Understanding pure water is an essential prerequisite for grasping the behavior of aqueous solutions interacting with surfaces. The use of leadership class resources has been instrumental in assessing the accuracy of first principles theories for water. With earlier INCITE allocations, several accurate flavors of density functional theory (e.g., PBE0 and van der Waals functionals) were used to investigate water and ions in water with atomistic resolution. Specifically, researchers carried out ab initio molecular dynamics calculations using the Qbox code on Intrepid, an IBM Blue Gene/P, and determined the structural and vibrational properties of liquid water and simple anions in water for several temperatures.
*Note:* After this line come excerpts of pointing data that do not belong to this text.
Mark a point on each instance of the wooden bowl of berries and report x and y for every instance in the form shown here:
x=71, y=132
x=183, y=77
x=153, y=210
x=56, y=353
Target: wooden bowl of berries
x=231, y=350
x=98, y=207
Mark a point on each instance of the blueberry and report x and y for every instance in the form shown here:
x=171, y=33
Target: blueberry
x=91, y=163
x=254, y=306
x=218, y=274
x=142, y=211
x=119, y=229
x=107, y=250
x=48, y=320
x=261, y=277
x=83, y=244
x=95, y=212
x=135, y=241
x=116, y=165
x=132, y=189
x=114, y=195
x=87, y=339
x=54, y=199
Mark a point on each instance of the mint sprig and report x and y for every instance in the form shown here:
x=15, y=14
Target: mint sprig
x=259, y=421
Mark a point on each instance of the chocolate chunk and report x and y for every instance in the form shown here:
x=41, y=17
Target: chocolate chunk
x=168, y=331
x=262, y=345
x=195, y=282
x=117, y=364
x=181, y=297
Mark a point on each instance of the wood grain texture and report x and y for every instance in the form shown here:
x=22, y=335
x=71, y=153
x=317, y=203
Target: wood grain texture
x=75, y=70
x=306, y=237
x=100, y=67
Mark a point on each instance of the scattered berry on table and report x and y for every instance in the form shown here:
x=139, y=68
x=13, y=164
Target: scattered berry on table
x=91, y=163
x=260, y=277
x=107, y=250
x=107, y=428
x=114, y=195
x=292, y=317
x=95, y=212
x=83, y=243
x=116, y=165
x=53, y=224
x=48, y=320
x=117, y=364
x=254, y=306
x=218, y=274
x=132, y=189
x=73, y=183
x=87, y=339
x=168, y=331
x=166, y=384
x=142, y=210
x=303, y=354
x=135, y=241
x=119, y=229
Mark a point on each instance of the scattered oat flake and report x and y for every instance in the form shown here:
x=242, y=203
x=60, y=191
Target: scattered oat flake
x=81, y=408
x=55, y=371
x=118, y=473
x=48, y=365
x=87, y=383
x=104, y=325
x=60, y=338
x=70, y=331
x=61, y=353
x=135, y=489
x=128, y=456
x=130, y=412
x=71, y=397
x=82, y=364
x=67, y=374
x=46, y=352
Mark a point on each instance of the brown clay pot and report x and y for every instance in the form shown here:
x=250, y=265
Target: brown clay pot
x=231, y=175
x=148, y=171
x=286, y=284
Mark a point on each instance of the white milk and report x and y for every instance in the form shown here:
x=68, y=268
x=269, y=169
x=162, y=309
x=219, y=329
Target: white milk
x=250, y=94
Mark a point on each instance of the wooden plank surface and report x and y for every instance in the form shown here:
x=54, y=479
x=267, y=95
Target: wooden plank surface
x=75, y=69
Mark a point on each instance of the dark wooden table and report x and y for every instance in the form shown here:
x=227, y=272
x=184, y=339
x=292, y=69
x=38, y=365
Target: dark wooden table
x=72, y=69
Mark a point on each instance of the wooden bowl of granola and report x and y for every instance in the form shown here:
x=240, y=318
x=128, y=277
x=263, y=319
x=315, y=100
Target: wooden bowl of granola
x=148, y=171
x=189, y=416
Findings suggest that through the use of high-performance computing, researchers can significantly improve their predictive power of aqueous environments.

The research team will continue to develop scalable software for first principles simulations using recursive bisection algorithms. Future work also includes expanding computational spectroscopy capabilities to study water at solid oxide interfaces and water/low Z mixtures at metal interfaces, including the calculation of infrared and Raman spectra.
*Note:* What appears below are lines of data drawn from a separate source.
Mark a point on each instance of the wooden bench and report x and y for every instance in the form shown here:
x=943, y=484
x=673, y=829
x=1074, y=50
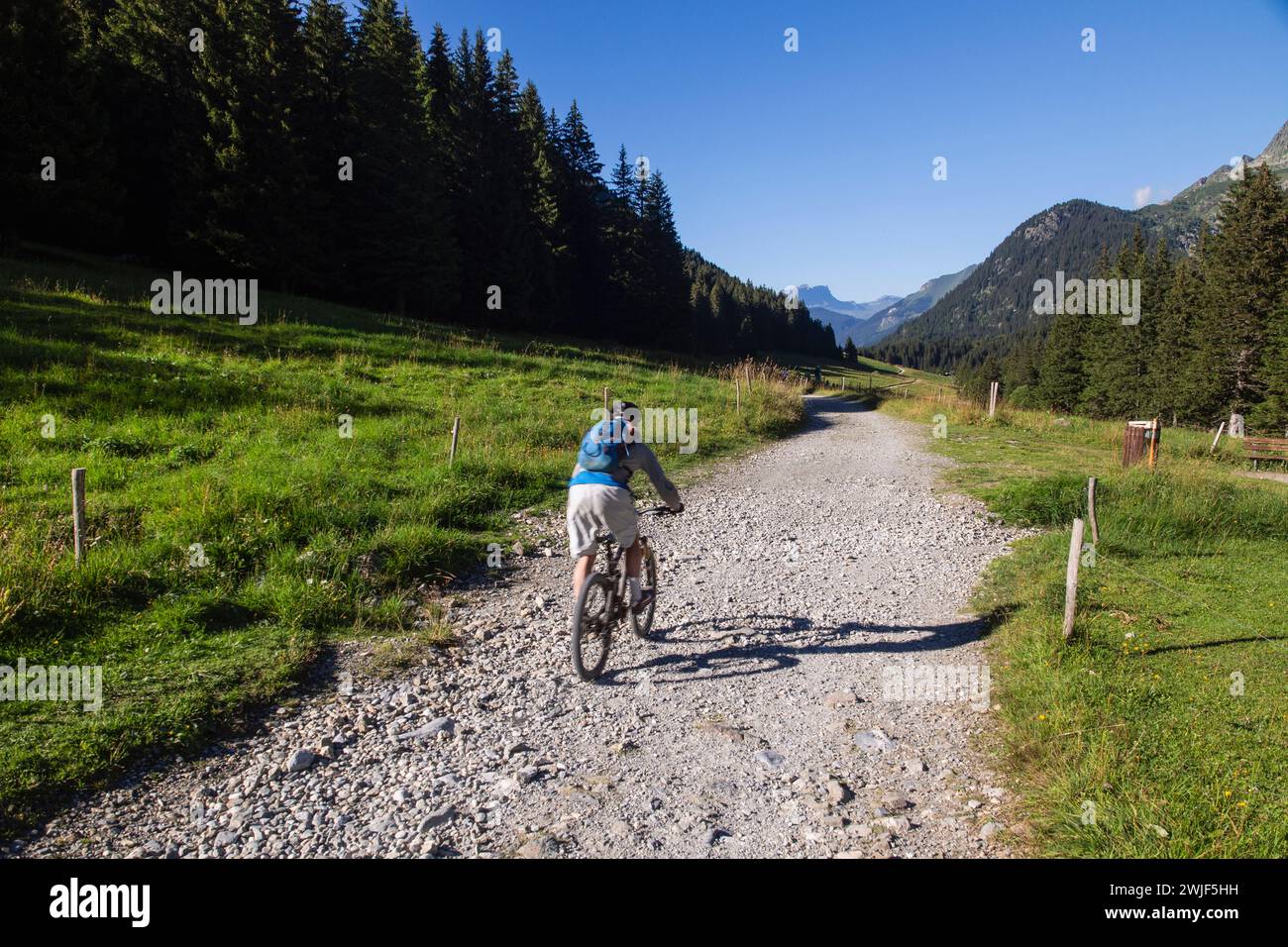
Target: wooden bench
x=1265, y=449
This research is enabling the team to separate the effects responsible for observed phenomena that can’t be easily probed experimentally, such as interface structure dependence of vibrational properties of liquids and liquid mixtures. Galli’s ongoing work will play a key role in understanding the physical and chemical problem of processes involved in carbon-bearing fluids in the deep Earth, in particular, methane dissociation under upper mantle conditions, as well as in understanding structure and dissociation of water in contact with solid oxide surfaces.